Arkansas AG Nixes Casino Ballot Proposal

arkansasLeslie Rutledge, the Attorney General for Arkansas, rejected a proposal to take the issue of casino gambling to the ballots in November this year, saying that the popular name of the casino proposal by Barry Emigh of Hot Springs is misleading and “confusing to the point of being nonsensical.”

According to AG Rutledge, the proposal to allow casino gambling in Arkansas provided very few details, such as who would make up the committee tasked to provide licenses to potential casino operators, and how the said committee would even be created.

Last year, a group in favor of the referendum to allow Arkansans to vote on the future of casino gambling in the state, managed to gain approval for the question to be placed on the 2016 ballots. However, they were quickly disappointed when the State Supreme Court ruled that the question had to be removed from the referendum as it did not provide enough information to voters. The group, Arkansas Wins in 2016, appealed to the Supreme Court to reconsider its ruling but was unsuccessful.

The high court said that the ballot title did not inform locals voters that the measure would violate a federal law prohibiting sports gambling in the state, aka PASPA.

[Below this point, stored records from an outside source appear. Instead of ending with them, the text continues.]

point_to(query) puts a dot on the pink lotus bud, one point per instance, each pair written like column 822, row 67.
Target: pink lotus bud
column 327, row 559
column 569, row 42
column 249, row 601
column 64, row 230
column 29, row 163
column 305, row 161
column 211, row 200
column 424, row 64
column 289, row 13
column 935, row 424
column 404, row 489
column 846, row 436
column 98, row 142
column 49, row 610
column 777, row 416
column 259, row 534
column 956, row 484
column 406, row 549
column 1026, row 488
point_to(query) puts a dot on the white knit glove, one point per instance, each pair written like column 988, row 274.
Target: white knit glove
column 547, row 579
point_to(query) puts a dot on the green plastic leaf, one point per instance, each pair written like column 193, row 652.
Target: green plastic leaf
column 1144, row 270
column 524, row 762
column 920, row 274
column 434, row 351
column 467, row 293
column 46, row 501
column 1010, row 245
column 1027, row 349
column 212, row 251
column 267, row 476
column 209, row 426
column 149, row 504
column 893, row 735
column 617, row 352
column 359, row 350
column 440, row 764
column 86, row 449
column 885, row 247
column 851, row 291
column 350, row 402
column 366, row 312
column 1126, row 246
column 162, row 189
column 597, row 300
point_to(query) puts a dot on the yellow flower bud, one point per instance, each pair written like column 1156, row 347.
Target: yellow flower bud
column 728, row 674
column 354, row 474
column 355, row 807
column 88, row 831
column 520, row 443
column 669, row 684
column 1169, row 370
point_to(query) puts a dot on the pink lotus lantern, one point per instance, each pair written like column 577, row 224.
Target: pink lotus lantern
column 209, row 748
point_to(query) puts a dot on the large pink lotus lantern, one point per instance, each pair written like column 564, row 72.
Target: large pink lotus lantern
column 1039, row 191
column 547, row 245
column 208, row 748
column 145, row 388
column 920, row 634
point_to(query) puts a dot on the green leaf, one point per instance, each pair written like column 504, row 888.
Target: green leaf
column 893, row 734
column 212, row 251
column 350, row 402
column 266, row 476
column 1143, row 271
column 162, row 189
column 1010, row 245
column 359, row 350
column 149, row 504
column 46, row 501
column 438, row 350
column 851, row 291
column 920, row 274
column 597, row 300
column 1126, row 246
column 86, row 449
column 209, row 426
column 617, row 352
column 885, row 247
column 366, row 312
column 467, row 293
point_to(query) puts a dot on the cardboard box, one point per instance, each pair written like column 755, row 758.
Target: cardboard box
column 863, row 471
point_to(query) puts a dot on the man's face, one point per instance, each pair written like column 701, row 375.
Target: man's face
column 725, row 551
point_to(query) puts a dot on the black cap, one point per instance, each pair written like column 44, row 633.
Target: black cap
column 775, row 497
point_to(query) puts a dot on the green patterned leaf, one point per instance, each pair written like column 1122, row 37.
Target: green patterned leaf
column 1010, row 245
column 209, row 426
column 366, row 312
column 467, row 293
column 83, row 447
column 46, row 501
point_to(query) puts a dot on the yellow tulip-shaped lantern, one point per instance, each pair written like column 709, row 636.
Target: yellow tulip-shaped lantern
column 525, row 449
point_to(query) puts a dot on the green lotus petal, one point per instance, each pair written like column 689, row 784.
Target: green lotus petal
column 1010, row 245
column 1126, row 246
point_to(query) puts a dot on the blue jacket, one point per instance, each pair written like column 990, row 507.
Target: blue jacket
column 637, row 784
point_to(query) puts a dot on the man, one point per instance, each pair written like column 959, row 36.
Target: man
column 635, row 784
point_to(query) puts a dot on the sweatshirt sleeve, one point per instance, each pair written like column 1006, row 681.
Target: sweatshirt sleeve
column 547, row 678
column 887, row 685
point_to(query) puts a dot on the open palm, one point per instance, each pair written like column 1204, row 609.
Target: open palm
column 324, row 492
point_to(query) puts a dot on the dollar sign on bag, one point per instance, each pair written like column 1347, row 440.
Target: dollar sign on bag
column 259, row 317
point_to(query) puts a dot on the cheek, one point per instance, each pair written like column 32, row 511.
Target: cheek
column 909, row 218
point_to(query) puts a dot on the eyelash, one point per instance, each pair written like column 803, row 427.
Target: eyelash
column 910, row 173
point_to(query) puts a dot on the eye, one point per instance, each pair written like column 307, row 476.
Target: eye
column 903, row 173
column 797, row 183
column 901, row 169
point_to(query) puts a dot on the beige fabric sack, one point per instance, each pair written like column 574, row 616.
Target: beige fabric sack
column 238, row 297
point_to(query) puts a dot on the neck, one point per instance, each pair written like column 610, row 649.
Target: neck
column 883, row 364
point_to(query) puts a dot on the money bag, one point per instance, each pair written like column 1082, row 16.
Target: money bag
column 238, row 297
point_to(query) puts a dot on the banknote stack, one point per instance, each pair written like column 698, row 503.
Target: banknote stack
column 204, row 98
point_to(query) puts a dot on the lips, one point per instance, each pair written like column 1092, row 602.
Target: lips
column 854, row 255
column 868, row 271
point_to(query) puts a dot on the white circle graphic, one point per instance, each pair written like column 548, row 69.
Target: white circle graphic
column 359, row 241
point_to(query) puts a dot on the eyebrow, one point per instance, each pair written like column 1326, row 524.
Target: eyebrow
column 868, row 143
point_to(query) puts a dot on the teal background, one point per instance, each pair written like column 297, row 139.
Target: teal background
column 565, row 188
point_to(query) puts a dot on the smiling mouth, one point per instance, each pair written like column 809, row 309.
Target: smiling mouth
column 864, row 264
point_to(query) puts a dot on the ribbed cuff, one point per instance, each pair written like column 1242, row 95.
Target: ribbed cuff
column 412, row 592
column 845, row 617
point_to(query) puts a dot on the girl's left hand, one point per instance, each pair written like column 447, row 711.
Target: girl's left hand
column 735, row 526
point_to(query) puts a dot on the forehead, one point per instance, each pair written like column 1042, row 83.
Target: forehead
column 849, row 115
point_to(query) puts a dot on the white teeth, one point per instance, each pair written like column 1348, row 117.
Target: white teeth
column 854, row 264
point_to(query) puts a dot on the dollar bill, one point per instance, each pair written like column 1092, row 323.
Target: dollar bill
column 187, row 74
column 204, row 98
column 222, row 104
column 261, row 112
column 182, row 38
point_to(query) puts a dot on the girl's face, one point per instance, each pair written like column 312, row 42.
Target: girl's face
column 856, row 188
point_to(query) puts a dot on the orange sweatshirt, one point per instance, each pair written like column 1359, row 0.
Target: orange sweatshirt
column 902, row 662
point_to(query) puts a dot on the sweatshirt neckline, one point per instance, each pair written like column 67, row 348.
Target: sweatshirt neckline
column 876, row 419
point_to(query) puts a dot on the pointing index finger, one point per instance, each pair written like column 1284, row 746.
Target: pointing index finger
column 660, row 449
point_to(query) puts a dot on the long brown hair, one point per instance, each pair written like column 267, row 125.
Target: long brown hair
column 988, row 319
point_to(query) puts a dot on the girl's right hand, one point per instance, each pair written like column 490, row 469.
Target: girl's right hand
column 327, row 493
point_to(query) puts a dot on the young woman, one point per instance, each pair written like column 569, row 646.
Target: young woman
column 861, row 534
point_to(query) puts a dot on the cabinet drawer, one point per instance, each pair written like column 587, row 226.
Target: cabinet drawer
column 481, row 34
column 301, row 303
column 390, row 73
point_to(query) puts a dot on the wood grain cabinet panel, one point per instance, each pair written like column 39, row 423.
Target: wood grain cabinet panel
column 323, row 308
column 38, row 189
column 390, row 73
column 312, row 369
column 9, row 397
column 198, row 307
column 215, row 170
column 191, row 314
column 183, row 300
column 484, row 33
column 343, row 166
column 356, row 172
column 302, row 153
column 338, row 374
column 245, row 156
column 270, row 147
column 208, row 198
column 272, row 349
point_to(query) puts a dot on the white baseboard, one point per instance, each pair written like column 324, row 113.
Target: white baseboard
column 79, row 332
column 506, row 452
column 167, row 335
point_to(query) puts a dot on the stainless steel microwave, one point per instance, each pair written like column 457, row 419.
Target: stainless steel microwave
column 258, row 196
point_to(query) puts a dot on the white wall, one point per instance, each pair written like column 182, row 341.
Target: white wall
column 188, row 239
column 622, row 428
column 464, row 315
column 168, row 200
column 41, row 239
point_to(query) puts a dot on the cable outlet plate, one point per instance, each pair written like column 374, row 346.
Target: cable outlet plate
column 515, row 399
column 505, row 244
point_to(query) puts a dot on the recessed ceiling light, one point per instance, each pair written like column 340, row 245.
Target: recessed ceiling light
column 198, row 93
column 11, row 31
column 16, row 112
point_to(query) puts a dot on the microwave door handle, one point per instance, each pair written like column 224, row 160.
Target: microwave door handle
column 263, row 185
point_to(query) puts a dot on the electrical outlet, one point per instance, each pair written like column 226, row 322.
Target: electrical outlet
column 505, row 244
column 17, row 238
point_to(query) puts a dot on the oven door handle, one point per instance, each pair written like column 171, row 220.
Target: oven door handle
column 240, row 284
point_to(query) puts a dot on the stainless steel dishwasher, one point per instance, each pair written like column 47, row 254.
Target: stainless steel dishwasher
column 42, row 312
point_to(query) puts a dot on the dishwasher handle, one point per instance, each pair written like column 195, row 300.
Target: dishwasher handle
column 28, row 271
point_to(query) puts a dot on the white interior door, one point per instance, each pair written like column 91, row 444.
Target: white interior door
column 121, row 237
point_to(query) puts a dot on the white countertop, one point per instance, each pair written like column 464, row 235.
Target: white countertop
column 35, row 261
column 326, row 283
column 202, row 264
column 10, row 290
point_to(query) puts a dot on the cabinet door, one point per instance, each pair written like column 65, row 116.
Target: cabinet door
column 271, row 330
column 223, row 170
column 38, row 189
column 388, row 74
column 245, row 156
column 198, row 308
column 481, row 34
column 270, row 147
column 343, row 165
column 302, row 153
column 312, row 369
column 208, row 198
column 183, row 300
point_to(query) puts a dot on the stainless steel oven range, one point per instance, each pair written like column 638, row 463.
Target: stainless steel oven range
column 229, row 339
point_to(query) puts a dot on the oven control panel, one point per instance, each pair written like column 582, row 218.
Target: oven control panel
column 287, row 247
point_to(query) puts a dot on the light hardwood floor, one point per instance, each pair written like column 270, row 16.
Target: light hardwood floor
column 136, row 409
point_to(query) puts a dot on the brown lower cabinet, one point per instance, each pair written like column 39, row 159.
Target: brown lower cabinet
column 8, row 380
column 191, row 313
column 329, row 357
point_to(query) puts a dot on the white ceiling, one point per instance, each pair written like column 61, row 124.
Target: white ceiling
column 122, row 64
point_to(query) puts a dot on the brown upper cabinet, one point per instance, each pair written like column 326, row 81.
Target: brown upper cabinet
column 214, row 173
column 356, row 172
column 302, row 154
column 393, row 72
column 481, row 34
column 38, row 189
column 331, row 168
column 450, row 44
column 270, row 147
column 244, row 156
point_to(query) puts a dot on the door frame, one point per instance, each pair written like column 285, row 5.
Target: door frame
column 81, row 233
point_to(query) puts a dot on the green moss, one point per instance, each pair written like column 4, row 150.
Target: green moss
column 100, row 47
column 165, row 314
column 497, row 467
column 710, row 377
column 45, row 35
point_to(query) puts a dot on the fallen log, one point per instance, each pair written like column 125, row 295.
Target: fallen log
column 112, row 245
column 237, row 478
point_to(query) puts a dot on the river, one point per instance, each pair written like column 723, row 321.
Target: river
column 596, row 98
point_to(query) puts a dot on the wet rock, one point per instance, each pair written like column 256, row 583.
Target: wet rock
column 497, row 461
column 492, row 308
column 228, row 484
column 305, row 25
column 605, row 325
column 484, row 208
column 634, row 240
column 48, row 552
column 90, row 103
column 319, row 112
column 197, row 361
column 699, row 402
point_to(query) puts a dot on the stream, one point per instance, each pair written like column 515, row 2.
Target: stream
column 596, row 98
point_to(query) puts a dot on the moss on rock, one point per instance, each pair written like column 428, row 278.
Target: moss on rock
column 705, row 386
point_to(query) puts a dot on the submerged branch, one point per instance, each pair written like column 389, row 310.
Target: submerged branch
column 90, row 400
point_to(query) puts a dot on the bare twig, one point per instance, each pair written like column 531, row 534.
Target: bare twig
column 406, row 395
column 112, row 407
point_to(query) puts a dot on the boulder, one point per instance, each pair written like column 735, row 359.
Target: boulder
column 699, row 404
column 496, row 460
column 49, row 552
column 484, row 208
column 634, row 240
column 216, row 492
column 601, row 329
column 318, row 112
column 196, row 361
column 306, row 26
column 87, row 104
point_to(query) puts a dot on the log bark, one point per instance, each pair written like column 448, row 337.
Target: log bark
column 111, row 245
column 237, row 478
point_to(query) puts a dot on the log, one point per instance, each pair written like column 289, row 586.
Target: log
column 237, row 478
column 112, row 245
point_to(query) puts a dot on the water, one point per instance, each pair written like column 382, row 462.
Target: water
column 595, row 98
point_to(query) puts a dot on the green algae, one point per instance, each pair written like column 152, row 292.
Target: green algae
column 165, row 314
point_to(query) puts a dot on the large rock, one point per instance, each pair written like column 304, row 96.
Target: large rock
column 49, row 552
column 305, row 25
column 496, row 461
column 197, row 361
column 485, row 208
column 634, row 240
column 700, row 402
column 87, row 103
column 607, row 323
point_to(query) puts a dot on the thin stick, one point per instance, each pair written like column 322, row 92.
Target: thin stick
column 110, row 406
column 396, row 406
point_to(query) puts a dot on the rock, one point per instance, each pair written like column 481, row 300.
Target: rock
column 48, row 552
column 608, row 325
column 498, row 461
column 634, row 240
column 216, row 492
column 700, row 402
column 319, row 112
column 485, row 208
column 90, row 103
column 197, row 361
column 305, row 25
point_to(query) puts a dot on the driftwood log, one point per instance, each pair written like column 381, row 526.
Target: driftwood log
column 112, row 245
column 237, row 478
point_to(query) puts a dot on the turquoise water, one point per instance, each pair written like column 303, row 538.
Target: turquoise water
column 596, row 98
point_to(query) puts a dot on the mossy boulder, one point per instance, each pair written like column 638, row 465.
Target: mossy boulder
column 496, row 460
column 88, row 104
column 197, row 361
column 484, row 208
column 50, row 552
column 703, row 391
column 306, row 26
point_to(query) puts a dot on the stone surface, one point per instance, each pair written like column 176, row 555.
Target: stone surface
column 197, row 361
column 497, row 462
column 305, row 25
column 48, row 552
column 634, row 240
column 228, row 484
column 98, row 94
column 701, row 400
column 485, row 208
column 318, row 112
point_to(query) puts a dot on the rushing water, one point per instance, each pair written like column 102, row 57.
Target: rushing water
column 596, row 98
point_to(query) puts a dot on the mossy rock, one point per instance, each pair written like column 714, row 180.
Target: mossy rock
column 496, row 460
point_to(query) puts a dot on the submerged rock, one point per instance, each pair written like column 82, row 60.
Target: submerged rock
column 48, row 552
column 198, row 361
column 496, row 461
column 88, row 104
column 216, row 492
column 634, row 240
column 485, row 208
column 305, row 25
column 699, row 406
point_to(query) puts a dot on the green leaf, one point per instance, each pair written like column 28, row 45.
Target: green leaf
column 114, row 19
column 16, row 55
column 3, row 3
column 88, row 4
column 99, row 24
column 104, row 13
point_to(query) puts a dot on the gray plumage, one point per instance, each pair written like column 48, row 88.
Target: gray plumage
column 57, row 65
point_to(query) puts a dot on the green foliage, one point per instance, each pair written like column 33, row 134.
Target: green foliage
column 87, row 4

“The voters are entitled to a ballot title that is honest, impartial and intelligible and will give them a fair understanding of the issues presented,” the court wrote in its opinion.

Arkansas Wins 2016 describes itself as “a ballot committee that is advocating for qualification and passage of Issue 5, an amendment to the Arkansas Constitution that would authorize the operation and regulation of up to three new casinos in the State of Arkansas – in Boone County, Miller County, and Washington County.”

In early 2016, Arkansas Wins 2016 struck a deal with Cherokee Nation Entertainment that if state voters approved the introduction of casinos, the group would be allowed to run the Washington County casino. As a result, the Cherokee Nation donated more than $1.4 million to the casino campaign.

Robert Coon, speaking after the Supreme Court ruling, said at the time: “It’s a shame that the voters of Arkansas, including the more than 100,000 that signed our petitions, are being denied the opportunity to vote on an amendment that would create thousands of jobs and more than $120 million in new tax revenue for the state and local communities.”